Il fait de l’écriture un jalon dans l’espace de la page : « J’écris : j’habite ma feuille de papier, je l’investis, je la parcours. Je suscite des blancs, des espaces (sauts dans le sens : discontinuités, passages, transitions). » (p. 23) L’écriture est action et actrice : elle prend la forme de sauts de ligne, de marges griffonnées, de notes de bas de page désopilantes, d’alinéas étudiés, etc. George Perec applique à l’extrême son étude de l’espace. Il aurait été vain de prétendre parler d’espace sans aborder celui qu’il connaît le mieux.

George Perec s’impose des travaux pratiques et se livre à des exercices d’écriture que le lecteur peut reprendre. Écrire l’espace sur l’espace de la page, c’est une mise en abime sublime et infinie. Les descriptions auxquelles Perec se livre sont systématiques et peuvent sembler artificielles, mais elles découlent du besoin de fixer l’espace, de le délimiter.
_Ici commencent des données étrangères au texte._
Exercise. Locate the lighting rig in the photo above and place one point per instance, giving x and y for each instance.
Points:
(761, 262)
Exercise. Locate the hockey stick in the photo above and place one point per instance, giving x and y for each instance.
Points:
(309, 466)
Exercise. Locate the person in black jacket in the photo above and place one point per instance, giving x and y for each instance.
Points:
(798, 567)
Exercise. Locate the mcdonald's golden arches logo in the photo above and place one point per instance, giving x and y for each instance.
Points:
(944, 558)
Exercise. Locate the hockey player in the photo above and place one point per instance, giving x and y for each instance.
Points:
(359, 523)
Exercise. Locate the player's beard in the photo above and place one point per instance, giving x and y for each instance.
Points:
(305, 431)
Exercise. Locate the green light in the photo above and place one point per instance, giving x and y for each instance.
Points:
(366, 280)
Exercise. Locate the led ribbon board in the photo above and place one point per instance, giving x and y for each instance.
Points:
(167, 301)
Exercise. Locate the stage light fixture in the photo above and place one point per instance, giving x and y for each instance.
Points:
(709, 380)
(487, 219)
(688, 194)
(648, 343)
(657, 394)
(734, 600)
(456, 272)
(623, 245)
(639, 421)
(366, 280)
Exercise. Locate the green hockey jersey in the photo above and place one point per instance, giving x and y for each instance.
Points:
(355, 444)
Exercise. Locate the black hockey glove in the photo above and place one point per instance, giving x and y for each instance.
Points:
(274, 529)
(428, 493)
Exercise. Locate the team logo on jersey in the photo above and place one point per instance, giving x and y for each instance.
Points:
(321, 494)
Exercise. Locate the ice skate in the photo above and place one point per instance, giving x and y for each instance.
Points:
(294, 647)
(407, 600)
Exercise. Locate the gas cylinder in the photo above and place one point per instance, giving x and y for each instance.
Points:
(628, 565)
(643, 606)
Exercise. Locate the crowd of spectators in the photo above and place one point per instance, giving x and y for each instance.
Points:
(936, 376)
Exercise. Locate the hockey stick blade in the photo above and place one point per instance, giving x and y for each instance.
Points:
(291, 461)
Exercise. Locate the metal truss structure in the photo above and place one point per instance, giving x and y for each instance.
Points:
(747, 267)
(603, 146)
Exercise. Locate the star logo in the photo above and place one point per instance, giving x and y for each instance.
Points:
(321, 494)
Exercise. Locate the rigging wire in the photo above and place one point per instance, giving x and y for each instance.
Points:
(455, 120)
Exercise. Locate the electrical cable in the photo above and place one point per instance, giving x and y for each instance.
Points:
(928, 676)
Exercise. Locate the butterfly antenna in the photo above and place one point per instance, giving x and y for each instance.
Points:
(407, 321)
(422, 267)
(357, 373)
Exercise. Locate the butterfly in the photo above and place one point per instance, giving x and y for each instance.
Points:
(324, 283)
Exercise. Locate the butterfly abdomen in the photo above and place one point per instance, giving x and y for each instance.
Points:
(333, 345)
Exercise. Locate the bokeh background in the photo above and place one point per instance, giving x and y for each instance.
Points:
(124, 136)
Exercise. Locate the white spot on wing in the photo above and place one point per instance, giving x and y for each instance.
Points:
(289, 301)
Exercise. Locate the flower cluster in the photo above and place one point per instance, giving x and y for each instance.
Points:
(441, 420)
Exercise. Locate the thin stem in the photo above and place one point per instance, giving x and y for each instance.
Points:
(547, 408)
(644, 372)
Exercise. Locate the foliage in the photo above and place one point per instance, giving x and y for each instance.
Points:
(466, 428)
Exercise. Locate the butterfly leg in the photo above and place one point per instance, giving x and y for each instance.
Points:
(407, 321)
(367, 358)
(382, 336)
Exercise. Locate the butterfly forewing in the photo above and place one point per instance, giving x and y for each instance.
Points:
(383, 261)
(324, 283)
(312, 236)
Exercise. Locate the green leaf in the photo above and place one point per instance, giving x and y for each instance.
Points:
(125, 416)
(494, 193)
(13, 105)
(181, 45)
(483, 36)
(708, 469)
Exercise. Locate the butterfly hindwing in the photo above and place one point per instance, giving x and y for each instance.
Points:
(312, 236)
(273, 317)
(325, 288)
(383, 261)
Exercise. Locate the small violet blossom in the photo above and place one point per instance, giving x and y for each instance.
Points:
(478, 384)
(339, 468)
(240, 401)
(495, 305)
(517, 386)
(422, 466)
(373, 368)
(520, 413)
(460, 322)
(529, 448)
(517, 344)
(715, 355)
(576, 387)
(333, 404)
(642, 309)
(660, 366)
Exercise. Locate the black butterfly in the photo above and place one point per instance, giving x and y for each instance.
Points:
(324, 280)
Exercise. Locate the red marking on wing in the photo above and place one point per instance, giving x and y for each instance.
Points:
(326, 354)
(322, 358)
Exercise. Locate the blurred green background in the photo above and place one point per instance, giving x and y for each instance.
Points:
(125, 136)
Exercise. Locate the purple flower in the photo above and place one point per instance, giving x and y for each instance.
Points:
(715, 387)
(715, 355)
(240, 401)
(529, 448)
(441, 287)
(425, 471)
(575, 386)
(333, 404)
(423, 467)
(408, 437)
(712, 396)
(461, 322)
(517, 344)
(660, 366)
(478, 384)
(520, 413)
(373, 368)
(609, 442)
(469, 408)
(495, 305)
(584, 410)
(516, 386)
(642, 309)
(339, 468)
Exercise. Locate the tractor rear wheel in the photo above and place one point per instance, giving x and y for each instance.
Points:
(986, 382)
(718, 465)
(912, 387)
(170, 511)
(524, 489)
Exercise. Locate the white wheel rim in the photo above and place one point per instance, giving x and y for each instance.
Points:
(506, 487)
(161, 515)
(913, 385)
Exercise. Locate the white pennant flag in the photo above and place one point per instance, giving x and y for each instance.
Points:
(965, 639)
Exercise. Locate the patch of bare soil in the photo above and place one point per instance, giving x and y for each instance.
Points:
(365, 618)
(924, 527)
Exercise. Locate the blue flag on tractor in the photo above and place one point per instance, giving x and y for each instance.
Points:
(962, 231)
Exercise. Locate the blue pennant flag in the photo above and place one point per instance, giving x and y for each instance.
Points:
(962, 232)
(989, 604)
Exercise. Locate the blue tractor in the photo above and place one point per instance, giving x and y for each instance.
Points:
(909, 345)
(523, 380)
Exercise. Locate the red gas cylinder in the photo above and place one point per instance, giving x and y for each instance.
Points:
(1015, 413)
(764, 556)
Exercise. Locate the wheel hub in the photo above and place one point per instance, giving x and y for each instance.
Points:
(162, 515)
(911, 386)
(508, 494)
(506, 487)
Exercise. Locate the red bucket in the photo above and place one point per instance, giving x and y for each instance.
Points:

L’auteur est obsédé par la surface et la frontière. Où commence tel espace ? Pourquoi telle mesure plutôt que telle autre ?

Suivre Perec dans sa quête d’espace m’a tout d’abord semblé facile et très plaisant, comme une promenade en compagnie d’un doux dingue qui connaît une ville ou un quartier comme sa poche. Mais à mesure que les pages se tournaient, le malaise empirait : l’inventaire de Perec n’est pas anodin, ce n’est pas un guide de voyage. J’y vois une carte affolée, un besoin de poser des repères pour repousser l’indéfini. Si l’auteur utilise un langage factuel et un peu mécanique, la poésie et la peur sourdent des pages et se mêlent en fin de ligne.

Les Espèces d’espaces de George Perec sont un peu les nôtres, mais les avait-on déjà regardés comme l’auteur les a vus ? Ouvrez le texte de Perec et redécouvrez le monde quotidien, c’est à prendre le vertige !

Posté par Lili Galipette à 10:00 - Mon Alexandrie - Lignes d'affrontement [4] - Permalien [#]

Commentaires sur Espèces d'espaces

  • J'ai le vertige !

    Rien qu'à lire ton billet, ça tournait déjà !!! Sujet intéressant s'il en est et qui peut nous emmener...très loin (ou pas). Je le note ! Si en plus, il t'a été dédicacé par une personne "sûre", je le renote !! Bises

    Posté par Asphodèle, 20 juillet 2011 à 15:11 | | Répondre
  • @ Asphodèle

    Une personne très sûre !
    Un billet programmé, ça fait du bien non ? Parce que ce n'est pas ici que j'aurais eu le temps d'écrire ça !

    Posté par Lili Galipette, 20 juillet 2011 à 15:35 | | Répondre
  • Je suis heureux que ce livre te plaise. Il m'acompagne dans mes pensées, dans ma découverte du monde, je suis heureux s'il peut faire de même pour toi.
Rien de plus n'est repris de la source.